Nice write up. Thanks for sharing.


----------



## PsiSan (21/9/16)

Very nice, thank you for the share


----------



## Huffapuff (21/9/16)

Thanks for sharing this - I'm gonna get a cup of coffee and sit down to read it in full

Reactions: Like 1


----------



## Derkster_122 (21/9/16)

Pretty cool that with a little tweaking you can achieve so many levels


I'm just here here to soak up knowledge... Basically I'm a sponge.

Reactions: Like 1


----------



## Mike (21/9/16)

Here's the source for those interested

http://ejuicemakers.com/lab-kopel-1-flavor-layering-aka-building-better-apple-pie/

Reactions: Like 5 | Thanks 1


----------



## SAVaper (21/9/16)

If you start testing single flavours with the aim of getting to know the different flavours, how long would you steep them?


----------



## stevie g (21/9/16)

SAVaper said:


> If you start testing single flavours with the aim of getting to know the different flavours, how long would you steep them?


 personally anything over a week is too long for me and I won't use a flavor like that. 

In my experience if you have the right balance 90% of flavors will accurately represent themselves within a week.

To add... My steep starts in a temp regulated box @40 degrees Celsius for 24 hours. Once everything is homogenised it rest on a counter top for 6 days +-. 
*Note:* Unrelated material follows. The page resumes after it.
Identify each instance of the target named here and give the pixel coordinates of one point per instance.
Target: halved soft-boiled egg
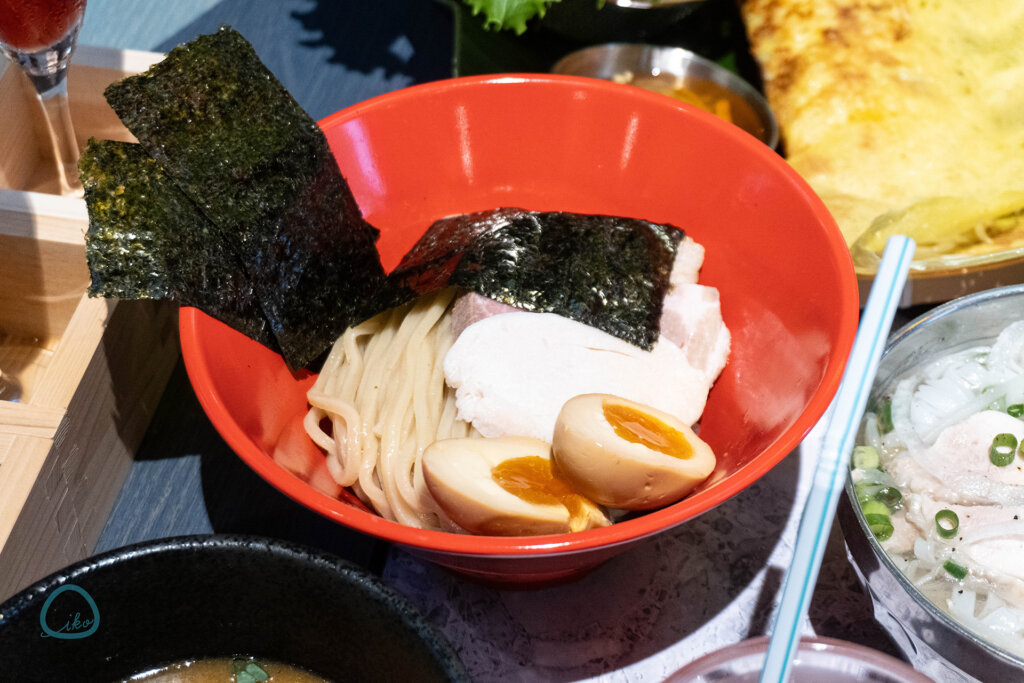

Never open a bottle of warm eliquid you will lose aromatic volatile molecules.

When eliquid is heated the volatiles move into the head space of the bottle (air portion) so putting an eliquid in the fridge to cool it down helps draw the volatiles back down into the solution. 

Another tip... Try not to shake a bottle it's better to swirl it when it's warm. air oxidation can lead to bitterness. 

These techniques are mostly useful when mixing large batches 200-1000ml.

Reactions: Like 2


----------



## Huffapuff (21/9/16)

Unless I'm much mistaken, steeping is so different flavours can meld together. Single flavours shouldn't require a steep - unless someone can say how long a flavour needs to bind to PG...?

Reactions: Like 2


----------



## RichJB (21/9/16)

Steeping definitely affects single flavours. I made up a batch of single Cly flavours a few weeks ago. And the difference in aroma now compared to when I started is quite startling.

Reactions: Like 2 | Informative 1


----------